I’m not just “not enjoying” Summon Night 5, I’ve put it on hold. Not dropped it, just shelved for a bit while I try to sort out my feelings. I haven’t played that much more Summon Night 5 since my last post on it, just about three or four more chapters? I’m at Chapter 6 or 7 or wherever it is that Ruelly turns into a bunny girl for no good reason. I wouldn’t even have made it that far if Stella Glow hadn’t reminded me how much I love SRPGs. And then I went back to SN5 and it reminded me anew how much I don’t like SN5. Why not? Well I gave it some thought and came up with two possible reasons.
Reason one: It’s not the Summon Night I’m used to
I’ve played the first four games in the Summon Night series and they all share a common aesthetic and the same basic gameplay. If you go back and read my posts about them, they’re actually fairly critical. Those games aren’t paragons of virtue or anything close to masterpieces, but they’re fun and very playable. And over the course of playing them I’ve come to expect Summon Night games to look and feel a certain way. Using a larger number of units, using various summon units, weapons, equipment, shopping, discovering new summons, and on and on.
So when you take an unrelated SRPG, put some summons into it and call it Summon Night out of nowhere, it’s like rghh nnnrgghh nooOOO. Worse than that, it’s downright creepy. It’s like some shambling monster slit Summon Night‘s throat and is wearing its skin with a grin. Who are you and what have you done with my Summon Night?!!!
Reason two: I don’t like Arca
She’s too much of a bright-eyed know-it-all. Oh so clever, oh so popular, oh so earnest, oh so pretty, everybody likes her and the ones that don’t are flat out wrong and are going to learn to like her pronto. You hear that, Souken and Yeng Hua? And of course she’s a starry-eyed idealist and her view is the right view and everyone else is wrong blah blah.
Again back to the shared features of Summon Night games, they usually have a well-meaning, rather clueless protagonist who learns a lot and develops a worldview and philosophy over the course of the game. Sometimes it’s an unconvincing philosophy (SN3), sometimes it’s downright regressive (SN4) and sometimes it’s the usual “I want to protect my friends” stuff every JRPG does.
But even if you don’t agree with it, it’s still something you both came up with – you the gamer and the protagonist whose hands you held throughout the game.
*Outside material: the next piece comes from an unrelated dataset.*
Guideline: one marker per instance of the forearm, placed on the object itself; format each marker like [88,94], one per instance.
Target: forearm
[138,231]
That makes it a lot easier to accept than Arca’s wholesale prefab do-gooder attitude. Just thinking of how hard I had to work to get my student and the guardians to accept me in SN3 makes me shake my head at Arca’s legions of adoring fans and buddies.
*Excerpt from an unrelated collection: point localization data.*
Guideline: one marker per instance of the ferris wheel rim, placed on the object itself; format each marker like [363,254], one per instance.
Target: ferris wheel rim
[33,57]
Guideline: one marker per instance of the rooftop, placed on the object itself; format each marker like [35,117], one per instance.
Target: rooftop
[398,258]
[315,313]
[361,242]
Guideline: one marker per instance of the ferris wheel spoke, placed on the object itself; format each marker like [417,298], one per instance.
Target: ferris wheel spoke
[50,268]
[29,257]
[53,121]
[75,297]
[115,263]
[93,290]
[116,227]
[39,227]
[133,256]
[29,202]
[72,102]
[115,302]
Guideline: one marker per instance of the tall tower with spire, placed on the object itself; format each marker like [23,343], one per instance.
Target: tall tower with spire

You could look on the bright side and see it as a fresh spin on the usual affair. And one can always hope that something would shake Arca free of her “Helping others is always the right thing to do regardless of the situation or your stated duty” belief. That would be nice. Really nice. Especially if someone gets killed because she was off being a Girl Scout somewhere. Doubly-especially if that someone is Arca and the game ends right there.
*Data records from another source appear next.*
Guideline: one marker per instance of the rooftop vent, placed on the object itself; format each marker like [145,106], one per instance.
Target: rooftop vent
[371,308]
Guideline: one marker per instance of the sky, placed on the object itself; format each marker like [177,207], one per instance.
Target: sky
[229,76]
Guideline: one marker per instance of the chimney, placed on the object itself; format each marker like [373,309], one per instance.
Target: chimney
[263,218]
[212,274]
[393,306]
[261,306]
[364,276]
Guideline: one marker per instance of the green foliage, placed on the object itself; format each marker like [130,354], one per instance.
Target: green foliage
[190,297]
The gameplay thing is flexible. I’ve played and enjoyed SN spin-offs like Tears Crown and Swordcraft Story, so it’s not a complete dealbreaker. Realistically speaking, Flight-Plan is gone and never coming back so we have to make the most of what we have left. …Or not. I could just walk away and not look back. I’m leaning in that direction right now. I already started something new on the PSP (Nayuta no Kiseki, loving it the way I never thought I could love a Falcom game) and the SRPG hole in my heart will be filled by Stella Glow this weekend. But! As I’ve said before, it’s “complicated” between me and Summon Night games so don’t be surprised if I post a completion report someday soon.